もし、三人目の柳沢祐樹に出会っていなかったら私は復讐に罪を残さずに生きていただろう。
そして
もし、斗真君と出会っていなかったら・・・。
私はこうやって過去の罪を償うために自分から手錠をかけてもらうなんて、なかったはずだ。
「斗真君は待ってくれてなくてもいいから。でも、刑務所の中で貴方の事を想わせてほしい」
「杏奈さん。何馬鹿な事言ってるんっすか?」
「え?」
「俺は何年も、何十年も、何百年も待ってますよ」
「・・・嘘。何百年なんて死んじゃうでしょ」
「そりゃそうっす笑!そのくらいの勢いで待ってるって事っすよ」
「貴方の為に帰ってくるわ」
「待ってます」
優しい笑顔で斗真君は私の両手に手錠をかけた。
ふわっと体の中の黒い何かが無くなって、軽くなったような気がする。
やっと復讐と言う名の悪魔から解放されたのかもしれない。
「杏奈さん。
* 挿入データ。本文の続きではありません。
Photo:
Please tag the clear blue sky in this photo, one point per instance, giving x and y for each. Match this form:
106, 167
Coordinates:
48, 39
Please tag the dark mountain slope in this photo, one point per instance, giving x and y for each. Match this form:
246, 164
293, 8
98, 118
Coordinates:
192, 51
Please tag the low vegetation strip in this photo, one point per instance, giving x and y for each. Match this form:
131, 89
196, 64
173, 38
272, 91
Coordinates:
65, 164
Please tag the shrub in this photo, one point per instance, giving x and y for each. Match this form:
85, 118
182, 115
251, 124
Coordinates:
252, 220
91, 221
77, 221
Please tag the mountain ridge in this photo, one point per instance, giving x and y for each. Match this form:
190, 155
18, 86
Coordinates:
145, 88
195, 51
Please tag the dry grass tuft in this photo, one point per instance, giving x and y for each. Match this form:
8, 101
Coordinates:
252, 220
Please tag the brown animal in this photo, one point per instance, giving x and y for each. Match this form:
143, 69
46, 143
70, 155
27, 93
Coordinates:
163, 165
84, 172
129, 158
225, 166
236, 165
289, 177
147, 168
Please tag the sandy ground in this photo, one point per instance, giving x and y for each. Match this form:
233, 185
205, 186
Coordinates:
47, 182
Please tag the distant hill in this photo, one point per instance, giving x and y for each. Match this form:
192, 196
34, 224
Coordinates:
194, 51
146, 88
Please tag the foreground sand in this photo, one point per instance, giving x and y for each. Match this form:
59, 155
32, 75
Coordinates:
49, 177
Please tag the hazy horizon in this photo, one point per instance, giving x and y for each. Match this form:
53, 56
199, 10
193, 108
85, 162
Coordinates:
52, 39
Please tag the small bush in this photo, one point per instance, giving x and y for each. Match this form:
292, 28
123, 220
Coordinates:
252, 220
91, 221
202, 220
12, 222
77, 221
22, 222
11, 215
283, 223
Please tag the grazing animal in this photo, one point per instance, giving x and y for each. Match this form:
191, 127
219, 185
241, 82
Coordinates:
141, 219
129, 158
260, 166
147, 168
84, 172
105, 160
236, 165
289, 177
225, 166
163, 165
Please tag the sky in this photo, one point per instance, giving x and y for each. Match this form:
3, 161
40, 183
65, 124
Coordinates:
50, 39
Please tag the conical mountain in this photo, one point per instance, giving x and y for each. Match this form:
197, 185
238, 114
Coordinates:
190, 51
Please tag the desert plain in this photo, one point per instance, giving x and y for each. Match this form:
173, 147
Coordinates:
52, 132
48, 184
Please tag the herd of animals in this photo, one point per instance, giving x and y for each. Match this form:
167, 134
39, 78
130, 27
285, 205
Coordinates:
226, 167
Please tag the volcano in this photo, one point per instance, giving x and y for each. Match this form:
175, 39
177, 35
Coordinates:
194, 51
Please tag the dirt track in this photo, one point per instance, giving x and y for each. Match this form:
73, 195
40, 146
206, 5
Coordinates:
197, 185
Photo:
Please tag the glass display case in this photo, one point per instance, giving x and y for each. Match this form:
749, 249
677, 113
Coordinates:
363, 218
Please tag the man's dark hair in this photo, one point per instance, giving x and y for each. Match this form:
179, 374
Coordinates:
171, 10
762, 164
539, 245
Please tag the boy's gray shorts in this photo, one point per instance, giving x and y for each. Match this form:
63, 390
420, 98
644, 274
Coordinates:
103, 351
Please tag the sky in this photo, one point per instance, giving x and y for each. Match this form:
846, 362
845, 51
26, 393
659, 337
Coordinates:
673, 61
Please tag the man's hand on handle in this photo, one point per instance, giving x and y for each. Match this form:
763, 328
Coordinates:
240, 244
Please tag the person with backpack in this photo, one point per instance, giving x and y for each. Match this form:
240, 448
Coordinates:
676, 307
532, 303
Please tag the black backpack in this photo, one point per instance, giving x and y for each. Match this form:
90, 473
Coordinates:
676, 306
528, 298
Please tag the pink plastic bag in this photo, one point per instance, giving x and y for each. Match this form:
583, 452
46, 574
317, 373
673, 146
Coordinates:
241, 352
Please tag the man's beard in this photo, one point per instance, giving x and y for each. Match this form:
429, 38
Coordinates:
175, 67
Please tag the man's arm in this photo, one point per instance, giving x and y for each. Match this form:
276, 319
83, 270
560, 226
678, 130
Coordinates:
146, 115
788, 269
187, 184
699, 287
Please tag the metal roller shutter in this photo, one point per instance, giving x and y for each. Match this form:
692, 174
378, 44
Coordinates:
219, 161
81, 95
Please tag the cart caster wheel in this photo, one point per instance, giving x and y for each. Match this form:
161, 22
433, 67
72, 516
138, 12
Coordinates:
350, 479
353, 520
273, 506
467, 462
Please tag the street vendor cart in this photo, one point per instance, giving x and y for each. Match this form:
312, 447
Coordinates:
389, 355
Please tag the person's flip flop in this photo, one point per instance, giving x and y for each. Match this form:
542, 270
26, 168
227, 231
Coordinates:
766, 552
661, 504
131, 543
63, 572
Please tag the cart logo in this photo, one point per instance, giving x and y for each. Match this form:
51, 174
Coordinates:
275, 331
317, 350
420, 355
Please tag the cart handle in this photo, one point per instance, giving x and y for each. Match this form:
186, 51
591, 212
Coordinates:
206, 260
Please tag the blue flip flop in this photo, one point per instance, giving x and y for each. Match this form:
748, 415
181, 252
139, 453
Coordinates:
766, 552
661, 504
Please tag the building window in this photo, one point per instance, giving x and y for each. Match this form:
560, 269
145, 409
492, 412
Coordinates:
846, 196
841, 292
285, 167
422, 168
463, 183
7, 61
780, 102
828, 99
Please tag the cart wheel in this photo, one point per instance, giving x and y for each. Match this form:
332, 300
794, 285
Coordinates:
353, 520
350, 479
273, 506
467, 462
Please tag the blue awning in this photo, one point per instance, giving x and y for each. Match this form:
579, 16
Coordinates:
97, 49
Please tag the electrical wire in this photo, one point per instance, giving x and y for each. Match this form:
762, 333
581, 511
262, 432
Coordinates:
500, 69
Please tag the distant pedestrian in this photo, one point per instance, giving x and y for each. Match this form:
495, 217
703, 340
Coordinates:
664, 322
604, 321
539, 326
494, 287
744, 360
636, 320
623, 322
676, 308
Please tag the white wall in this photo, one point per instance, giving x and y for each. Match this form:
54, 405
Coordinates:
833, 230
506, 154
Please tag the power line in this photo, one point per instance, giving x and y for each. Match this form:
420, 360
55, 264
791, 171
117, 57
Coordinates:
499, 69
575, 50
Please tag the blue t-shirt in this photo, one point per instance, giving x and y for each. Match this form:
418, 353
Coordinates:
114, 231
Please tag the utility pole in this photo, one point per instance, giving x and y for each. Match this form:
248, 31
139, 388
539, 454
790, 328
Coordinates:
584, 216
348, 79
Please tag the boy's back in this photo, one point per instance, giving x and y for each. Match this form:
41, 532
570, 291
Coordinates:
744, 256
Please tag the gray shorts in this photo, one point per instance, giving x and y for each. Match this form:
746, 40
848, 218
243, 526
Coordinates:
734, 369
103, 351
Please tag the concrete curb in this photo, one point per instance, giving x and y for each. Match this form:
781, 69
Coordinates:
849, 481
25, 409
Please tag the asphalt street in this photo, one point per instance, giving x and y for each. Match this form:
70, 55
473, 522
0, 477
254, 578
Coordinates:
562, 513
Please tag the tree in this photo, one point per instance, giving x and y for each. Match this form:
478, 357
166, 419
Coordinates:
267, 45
杏奈って呼んでもいいですか?」
「さっき一回だけそうやって呼んだくせに笑」
「そ、そうですけど!!」
「いいわよ。むしろ敬語もやめて?」
「・・・ようやく近づけた気がする」
「そうね」
斗真君は私に優しいキスをする。
温かな彼の気持ちが私の中に伝わってくるようだ。